The land owners’ attorney, Herbert Bass, expounded on this after the meeting, saying that “when someone goes in for a permit to build or develop, the city will say the have to agree (to the street extension, walking trail and other public uses) in order to get the permit.” Read a letter Bass wrote about legal issues here.
Not so, said Corcoran. “Using a zoning permit to extract a donation of land, or a taking of land, is not something that we believe is constitutional,” he said.
DRWC Director of Planning Sarah Thorp said it was never the intent of the draft document to imply that, but “we do thank Mr. Schelter and Mr. Anderson for bringing to our attention ambiguous language.”
Corcoran said new language added on page 37 makes this “unequivocal.” The language he referred to reads: “Ninety percent of the project area is in private ownership … Land and/or easements must be acquired in order to implement the master plan. Even if adopted by the Planning Commission, the master plan does not have the legal effect of a zoning ordinance. Nonetheless, DRWC is committed to advocating for the acquisition of property in conformity with applicable law.”
According to the resolution passed by DRWC, the plan goes into effect when the city’s new zoning code goes into effect. The new code is before city council, but the document does not contain zoning law related to the master plan.
Zoning Code Commission Executive Director Eva Gladstone will be working on a new Central Delaware zoning overlay over the next six months, Thorp said. Until then, the current overlay stands. DRWC Board Member Alan Greenberger, who is also the city’s deputy mayor for planning and economic development, said the new code would likely take effect in September 2012.
Old or new, no zoning can require a private landowner to allow public egress on a waterfront trail, Thorp said. But zoning can require a building set back. If a developers pulled a permit under the current overlay, they would have to build 100 feet away from the water, she said. The new overlay will call for 50 feet, she said. Thorp said this is not a taking, and setbacks are required elsewhere in the city.
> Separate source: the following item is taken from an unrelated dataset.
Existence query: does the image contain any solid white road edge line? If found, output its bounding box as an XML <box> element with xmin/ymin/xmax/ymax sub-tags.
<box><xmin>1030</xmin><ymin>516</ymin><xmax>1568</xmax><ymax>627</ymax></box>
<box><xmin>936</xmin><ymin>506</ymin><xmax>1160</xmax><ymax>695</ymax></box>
The platting of streets is another city process, separate from zoning, Corcoran said. The city has the right to build new streets, she said, and it would not take the land to do so, but would negotiate an agreement with property owners that could, for example, include purchasing land or allowing the property owner to build more densely on remaining land, she said.
Corcoran and Thorp speak to the land owner representatives’ concerns. Thorp also talks about changes and clarifications made since the draft version.
Schelter was the first to speak during the master plan public comment session, and the civic leaders who spoke after him took issue with the land owners’ position.
Anderson has a paving business, and he has items related to that business on his property. The land is also being environmentally remediated, representatives said, and it is not vacant, as is the common perception.
Northern Liberties Neighbors Association President Matt Ruben didn’t hear those comments, but he did essentially call Anderson a land banker. “Twenty years of banking vacant land doesn’t lead to an indefinite ability to have vacant land banking just so you can continue to try to find a buyer that may or not be out there,” he said.
“Do not be bullied, because that is what the attempt is here,” he told the board. “We are all behind you.”
When asked what the Anderson/Cramp property owners would do now that their request was denied by the DRWC, spokesman Feeley said they are “in the process of reviewing all of their options.”
“The next step is to prepare for the Planning Commission and hope they take our comments more seriously than the DRWC did,”
Schelter said.
Corcoran said DRWC will be focusing its efforts on completing projects the plan calls for, including the development of the multi-purpose trail and the re-purposing of Pier 9, which is now largely used as a garage.